Practicing Oral History with Military and War Veterans is an invitation to community scholars, students, oral historians, and families of veterans to actively participate in the oral history process and to embrace methodology that may help with designing and conducting oral history projects and interviewing war veterans.
Critical Reviews
"With this superb book, Dr. Sharon Raynor has unlocked what she terms the "the transformative power involved in practicing veteran’s oral history for both the veteran and the interviewer." Raynor’s book is a beautiful intersection of two key areas: first, it is an expert how-to guide to conducting individual and group veteran’s histories; and, second, poignant meditations on the relationship of memory, trauma, and voice, as these have emerged in her own family’s experiences. This is a pathbreaking addition that will enable veterans to speak through their own voices, gain self-understanding, and illuminate the complex worlds through which veterans have journeyed."
- Harlan Joel Gradin, PhD, Scholar Emeritus, North Carolina Humanities
"To know Dr. Sharon Raynor is to witness her passion for veterans. We met when I had been awarded a grant from the North Carolina Humanities Council. Dr. Raynor was selected as a mentor to help me continue my documentary work with Vietnam veterans. I was soliciting and curating, for the first time, their personal photographs and remembrances. As a Vietnam-era veteran and documentarian, I felt it was my responsibility to help them "show what they couldn’t say." Because Dr. Raynor was working on veterans oral and recorded histories as well, she was invaluable. Her most important piece of advice about my work was to first create trust - and a dialog - with the men and women. Those heartfelt guidelines that comprise this book are a gift to anyone who wants to create that safe place for veterans of all ages who, deep inside, want to share their experiences. Thank you, Dr. Raynor. Job well done!"
- Martin Tucker; Vietnam-era veteran; Photojournalist & filmmaker; Author, Vietnam Photographs From North Carolina Veterans: The Memories They Brought Home
"Through her tremendous personal connection to our Veterans, Dr. Sharon Raynor has written an insightful must-read book that serves as a powerful blueprint, comprehensively outlining the process and techniques of orally capturing the history, personal stories, and encounters of America’s heroes, our Veterans. I highly recommend this book and commend Dr. Raynor for her many contributions in support of our U.S. Armed Forces."
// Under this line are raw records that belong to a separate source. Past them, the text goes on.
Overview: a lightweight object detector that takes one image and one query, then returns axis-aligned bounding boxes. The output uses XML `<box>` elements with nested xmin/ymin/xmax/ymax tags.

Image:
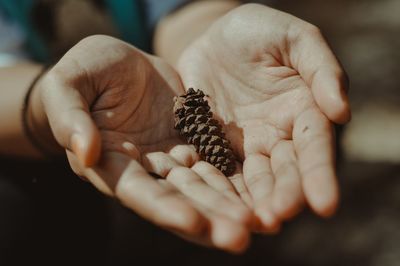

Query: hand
<box><xmin>36</xmin><ymin>36</ymin><xmax>253</xmax><ymax>252</ymax></box>
<box><xmin>178</xmin><ymin>4</ymin><xmax>350</xmax><ymax>231</ymax></box>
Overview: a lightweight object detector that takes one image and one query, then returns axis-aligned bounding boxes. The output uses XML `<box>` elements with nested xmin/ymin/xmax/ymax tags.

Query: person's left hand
<box><xmin>178</xmin><ymin>4</ymin><xmax>350</xmax><ymax>231</ymax></box>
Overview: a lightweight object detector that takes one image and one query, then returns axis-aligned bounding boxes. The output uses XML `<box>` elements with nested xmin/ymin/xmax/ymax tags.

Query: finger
<box><xmin>191</xmin><ymin>161</ymin><xmax>242</xmax><ymax>204</ymax></box>
<box><xmin>142</xmin><ymin>152</ymin><xmax>182</xmax><ymax>178</ymax></box>
<box><xmin>293</xmin><ymin>109</ymin><xmax>339</xmax><ymax>216</ymax></box>
<box><xmin>168</xmin><ymin>145</ymin><xmax>200</xmax><ymax>167</ymax></box>
<box><xmin>41</xmin><ymin>72</ymin><xmax>101</xmax><ymax>166</ymax></box>
<box><xmin>243</xmin><ymin>153</ymin><xmax>280</xmax><ymax>232</ymax></box>
<box><xmin>167</xmin><ymin>166</ymin><xmax>251</xmax><ymax>225</ymax></box>
<box><xmin>271</xmin><ymin>140</ymin><xmax>304</xmax><ymax>220</ymax></box>
<box><xmin>158</xmin><ymin>179</ymin><xmax>250</xmax><ymax>253</ymax></box>
<box><xmin>227</xmin><ymin>163</ymin><xmax>253</xmax><ymax>208</ymax></box>
<box><xmin>85</xmin><ymin>153</ymin><xmax>207</xmax><ymax>236</ymax></box>
<box><xmin>172</xmin><ymin>206</ymin><xmax>250</xmax><ymax>253</ymax></box>
<box><xmin>290</xmin><ymin>25</ymin><xmax>351</xmax><ymax>123</ymax></box>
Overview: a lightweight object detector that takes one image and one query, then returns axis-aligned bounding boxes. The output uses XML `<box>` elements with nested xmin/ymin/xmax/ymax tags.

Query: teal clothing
<box><xmin>0</xmin><ymin>0</ymin><xmax>185</xmax><ymax>63</ymax></box>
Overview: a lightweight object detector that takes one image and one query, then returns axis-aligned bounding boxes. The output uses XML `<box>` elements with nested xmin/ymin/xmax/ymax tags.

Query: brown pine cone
<box><xmin>174</xmin><ymin>88</ymin><xmax>236</xmax><ymax>176</ymax></box>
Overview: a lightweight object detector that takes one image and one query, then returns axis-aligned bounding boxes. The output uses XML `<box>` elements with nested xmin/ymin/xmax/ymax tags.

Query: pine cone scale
<box><xmin>174</xmin><ymin>88</ymin><xmax>236</xmax><ymax>176</ymax></box>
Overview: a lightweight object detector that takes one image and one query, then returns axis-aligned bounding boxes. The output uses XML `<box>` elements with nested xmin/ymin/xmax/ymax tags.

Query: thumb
<box><xmin>41</xmin><ymin>76</ymin><xmax>101</xmax><ymax>167</ymax></box>
<box><xmin>290</xmin><ymin>26</ymin><xmax>351</xmax><ymax>124</ymax></box>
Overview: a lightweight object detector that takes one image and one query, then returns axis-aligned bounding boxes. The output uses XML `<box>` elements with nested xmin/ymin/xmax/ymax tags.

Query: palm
<box><xmin>91</xmin><ymin>53</ymin><xmax>183</xmax><ymax>154</ymax></box>
<box><xmin>42</xmin><ymin>36</ymin><xmax>253</xmax><ymax>251</ymax></box>
<box><xmin>178</xmin><ymin>4</ymin><xmax>337</xmax><ymax>230</ymax></box>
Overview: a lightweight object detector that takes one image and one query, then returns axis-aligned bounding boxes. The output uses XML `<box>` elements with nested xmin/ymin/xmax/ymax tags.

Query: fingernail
<box><xmin>71</xmin><ymin>133</ymin><xmax>85</xmax><ymax>165</ymax></box>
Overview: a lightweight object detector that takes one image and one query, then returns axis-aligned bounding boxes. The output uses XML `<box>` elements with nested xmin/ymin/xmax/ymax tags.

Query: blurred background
<box><xmin>0</xmin><ymin>0</ymin><xmax>400</xmax><ymax>266</ymax></box>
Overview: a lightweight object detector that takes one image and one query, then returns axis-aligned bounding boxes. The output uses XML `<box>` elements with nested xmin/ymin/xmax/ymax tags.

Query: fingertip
<box><xmin>213</xmin><ymin>222</ymin><xmax>250</xmax><ymax>254</ymax></box>
<box><xmin>312</xmin><ymin>68</ymin><xmax>351</xmax><ymax>124</ymax></box>
<box><xmin>174</xmin><ymin>209</ymin><xmax>208</xmax><ymax>236</ymax></box>
<box><xmin>272</xmin><ymin>195</ymin><xmax>304</xmax><ymax>220</ymax></box>
<box><xmin>70</xmin><ymin>130</ymin><xmax>101</xmax><ymax>167</ymax></box>
<box><xmin>256</xmin><ymin>209</ymin><xmax>281</xmax><ymax>234</ymax></box>
<box><xmin>235</xmin><ymin>207</ymin><xmax>255</xmax><ymax>228</ymax></box>
<box><xmin>307</xmin><ymin>179</ymin><xmax>340</xmax><ymax>218</ymax></box>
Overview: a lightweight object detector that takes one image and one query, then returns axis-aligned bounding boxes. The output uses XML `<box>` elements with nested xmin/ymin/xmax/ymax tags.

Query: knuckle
<box><xmin>304</xmin><ymin>22</ymin><xmax>322</xmax><ymax>36</ymax></box>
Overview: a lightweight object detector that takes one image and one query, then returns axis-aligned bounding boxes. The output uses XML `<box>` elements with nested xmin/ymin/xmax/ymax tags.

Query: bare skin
<box><xmin>177</xmin><ymin>4</ymin><xmax>350</xmax><ymax>232</ymax></box>
<box><xmin>0</xmin><ymin>1</ymin><xmax>349</xmax><ymax>252</ymax></box>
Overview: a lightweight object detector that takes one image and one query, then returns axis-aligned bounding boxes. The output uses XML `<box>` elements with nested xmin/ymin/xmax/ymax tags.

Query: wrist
<box><xmin>26</xmin><ymin>69</ymin><xmax>63</xmax><ymax>157</ymax></box>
- Lieutenant Colonel Rob Freeman, U.S. Army
The college classroom is inevitably influenced by, and in turn influences, the world around it. In the United States, this means the complex topic of race can come into play in ways that are both explicit and implicit. Teaching Race in Perilous Timeshighlights and confronts the challenges of teaching race in the United States—from syllabus development and pedagogical strategies to accreditation and curricular reform. Across fifteen original essays, contributors draw on their experiences teaching in different institutional contexts and adopt various qualitative methods from their home disciplines to offer practical strategies for discussing race and racism with students while also reflecting on broader issues in higher education. Contributors examine how teachers can respond productively to emotionally charged contexts, recognize the roles and pressures that faculty assume as activists in the classroom, focus a timely lens on the shifting racial politics and economics of higher education, and call for a more historically sensitive reading of the pedagogies involved in teaching race. The volume offers a corrective to claims following the 2016 US presidential election that the current moment is unprecedented, highlighting the pivotal role of the classroom in contextualizing and responding to our perilous times.
Jason E. Cohen Associate Professor of English at Berea College. Sharon D. Raynor is Dean of the School of the Humanities and Social Sciences, and Professor of English at Elizabeth City State University. Dwayne A. Mack is Professor of History and Carter G. Woodson Chair in African American History at Berea College.
Critical Reviews
"An ideal curriculum textbook, Teaching Race in Perilous Times is an especially recommended addition to college and university Cultural Anthropology collections in general, and Higher Education/Continuing Education supplemental curriculum studies reading lists in particular."